Eu penso tanto em você... O que será que pensa? Quando? Por que?

De tantas perguntas uma eu hoje sei me responder: Fui precipitada ao deixar minha casa, meu lar para viver um romance lindo cheio de carinho e afeto... 

Todas as coisas que eu poderia escrever. 

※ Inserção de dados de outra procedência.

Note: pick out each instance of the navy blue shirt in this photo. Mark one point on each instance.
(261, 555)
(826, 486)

quarta-feira, 16 de outubro de 2024

Qualquer dia amigo…

 Eu volto a te encontrar, qualquer dia amigo a gente vai se encontrar ♥️✨💫

sábado, 14 de setembro de 2024

Já não imagina quantos anos tem…

 15 de setembro mais uma vez. E eu me entrego as perguntas e as reportas dessa vida que me fez buscadora e encontradora de mim. Me olho no espelho e me vejo mais já. Vez me preguntado quem sou e me respondendo especialmente quem eu não quero ser. Me desligo do que pensei que era pra me tornar quem sou. Quem sou eu? Cada vez mais, quem sou eu! 

Do Amor

 O amor nada dá senão de si próprio

E nada recebe senão de si próprio.
O amor não possui, nem se deixa possuir.
Porque o amor basta-se a si mesmo.
Quando um de vós ama, que não diga:
"Deus está no meu coração",
Mas que diga antes:
"Eu estou no coração de Deus".

Kallil Gibran 

quarta-feira, 11 de setembro de 2024

Setembro

 Eu lembro… dos filmes, da sensações, dos apegos… da “tradições” escrever em todo setembro, era cada dia ímpar ou todo dia Par? Setembro outrora em um computador e agora,  na palma da mão, no celular.,. Os dedos e as vistas doem. Me cansa. 

Más amores extraños ainda restam… restam e perduram as necessidades de sabedoria e liberdade. Mas ainda restam e perduram as bizarrices. 

As vezes, eu canso.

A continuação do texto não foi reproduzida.